Metadata-Version: 2.1
Name: speach
Version: 0.1a7
Summary: a Python library for managing, annotating, and converting natural language corpuses using popular formats (CoNLL, ELAN, Praat, CSV, JSON, SQLite, VTT, Audacity, TTL, TIG, ISF)
Home-page: https://github.com/neocl/speach/
Author: Le Tuan Anh
Author-email: tuananh.ke@gmail.com
License: MIT License
Project-URL: Bug Tracker, https://github.com/neocl/speach/issues
Project-URL: Source Code, https://github.com/neocl/speach/
Description: # speach
        
        [![ReadTheDocs Badge](https://readthedocs.org/projects/speach/badge/?version=latest&style=plastic)](https://speach.readthedocs.io/)
        [![Total alerts](https://img.shields.io/lgtm/alerts/g/neocl/speach.svg?logo=lgtm&logoWidth=18)](https://lgtm.com/projects/g/neocl/speach/alerts/)
        [![Language grade: Python](https://img.shields.io/lgtm/grade/python/g/neocl/speach.svg?logo=lgtm&logoWidth=18)](https://lgtm.com/projects/g/neocl/speach/context:python)
        
        Speach (formerly [texttaglib](https://github.com/letuananh/texttaglib/)), is a Python 3 library for managing, annotating, and converting natural language corpuses using popular formats (CoNLL, ELAN, Praat, CSV, JSON, SQLite, VTT, Audacity, TTL, TIG, ISF, etc.)
        
        Main functions are:
        
        - Text corpus management
        - Manipulating [ELAN](https://archive.mpi.nl/tla/elan/download>) transcription files directly in ELAN Annotation Format (eaf)
        - TIG - A human-friendly intelinear gloss format for linguistic documentation
        - Multiple storage formats (text, CSV, JSON, SQLite databases)
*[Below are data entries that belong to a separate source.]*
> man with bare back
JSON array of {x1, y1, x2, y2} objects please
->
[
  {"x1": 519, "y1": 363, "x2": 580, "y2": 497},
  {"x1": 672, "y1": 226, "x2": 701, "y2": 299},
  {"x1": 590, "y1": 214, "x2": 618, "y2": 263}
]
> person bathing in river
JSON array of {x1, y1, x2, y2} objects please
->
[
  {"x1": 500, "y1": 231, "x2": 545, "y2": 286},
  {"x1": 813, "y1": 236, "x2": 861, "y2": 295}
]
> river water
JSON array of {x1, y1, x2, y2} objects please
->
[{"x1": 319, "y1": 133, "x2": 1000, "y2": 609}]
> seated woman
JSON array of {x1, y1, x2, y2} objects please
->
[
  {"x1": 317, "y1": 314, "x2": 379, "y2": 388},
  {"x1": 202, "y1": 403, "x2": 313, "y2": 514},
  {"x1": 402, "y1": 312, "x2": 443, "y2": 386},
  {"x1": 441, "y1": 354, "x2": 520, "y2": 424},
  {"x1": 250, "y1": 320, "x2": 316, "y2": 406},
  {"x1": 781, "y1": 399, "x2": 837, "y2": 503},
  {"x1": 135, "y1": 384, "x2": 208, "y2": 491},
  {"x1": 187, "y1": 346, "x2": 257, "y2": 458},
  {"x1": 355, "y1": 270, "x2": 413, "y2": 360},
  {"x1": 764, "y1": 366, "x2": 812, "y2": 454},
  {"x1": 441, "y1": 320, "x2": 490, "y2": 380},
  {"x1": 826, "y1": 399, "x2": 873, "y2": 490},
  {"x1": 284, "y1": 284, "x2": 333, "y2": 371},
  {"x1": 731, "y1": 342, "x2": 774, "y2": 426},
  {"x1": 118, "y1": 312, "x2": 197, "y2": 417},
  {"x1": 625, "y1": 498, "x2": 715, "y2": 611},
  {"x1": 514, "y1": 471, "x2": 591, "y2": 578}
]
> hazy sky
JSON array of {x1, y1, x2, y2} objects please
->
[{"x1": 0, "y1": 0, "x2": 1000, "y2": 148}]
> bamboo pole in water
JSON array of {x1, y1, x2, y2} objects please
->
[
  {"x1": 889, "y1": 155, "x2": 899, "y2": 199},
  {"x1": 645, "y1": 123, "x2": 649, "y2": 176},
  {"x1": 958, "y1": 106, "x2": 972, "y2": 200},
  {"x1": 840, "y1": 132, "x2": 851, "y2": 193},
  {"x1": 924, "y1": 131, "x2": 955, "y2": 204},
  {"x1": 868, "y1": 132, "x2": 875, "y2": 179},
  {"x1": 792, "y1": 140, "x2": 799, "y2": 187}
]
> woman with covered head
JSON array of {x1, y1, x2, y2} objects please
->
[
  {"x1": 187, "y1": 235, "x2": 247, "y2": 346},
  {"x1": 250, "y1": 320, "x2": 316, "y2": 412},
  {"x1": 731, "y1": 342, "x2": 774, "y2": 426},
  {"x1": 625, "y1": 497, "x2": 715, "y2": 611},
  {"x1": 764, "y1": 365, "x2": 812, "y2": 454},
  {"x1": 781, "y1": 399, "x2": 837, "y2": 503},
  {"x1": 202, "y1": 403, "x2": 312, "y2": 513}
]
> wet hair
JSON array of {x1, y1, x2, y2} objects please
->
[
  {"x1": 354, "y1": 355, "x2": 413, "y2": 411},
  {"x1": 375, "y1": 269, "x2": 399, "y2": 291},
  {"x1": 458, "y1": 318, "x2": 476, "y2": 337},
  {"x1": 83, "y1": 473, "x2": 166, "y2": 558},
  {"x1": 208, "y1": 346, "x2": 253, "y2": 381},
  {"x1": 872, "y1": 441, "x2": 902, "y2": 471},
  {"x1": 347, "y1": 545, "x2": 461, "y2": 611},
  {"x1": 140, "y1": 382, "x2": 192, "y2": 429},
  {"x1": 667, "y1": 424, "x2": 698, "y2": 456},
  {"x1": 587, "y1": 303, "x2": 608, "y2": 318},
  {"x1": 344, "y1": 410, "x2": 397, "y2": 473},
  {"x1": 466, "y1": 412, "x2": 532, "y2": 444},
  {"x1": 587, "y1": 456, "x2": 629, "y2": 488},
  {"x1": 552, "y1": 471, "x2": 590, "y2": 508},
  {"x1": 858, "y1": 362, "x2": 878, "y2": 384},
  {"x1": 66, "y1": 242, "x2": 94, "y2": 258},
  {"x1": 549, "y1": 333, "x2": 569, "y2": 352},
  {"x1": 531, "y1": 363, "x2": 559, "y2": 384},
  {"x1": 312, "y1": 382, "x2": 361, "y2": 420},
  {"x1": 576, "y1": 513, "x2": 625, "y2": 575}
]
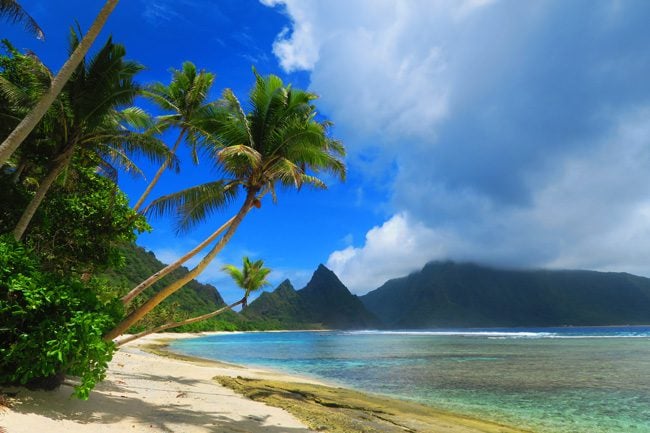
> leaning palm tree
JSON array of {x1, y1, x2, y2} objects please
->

        - Cutting, converting, and merging audio/video files
        
        ## Useful Links
        
        - Speach documentation: https://speach.readthedocs.io/
        - Source code: https://github.com/neocl/speach/
        
        ## Installation
        
        `speach` is available on [PyPI](https://pypi.org/project/speach/).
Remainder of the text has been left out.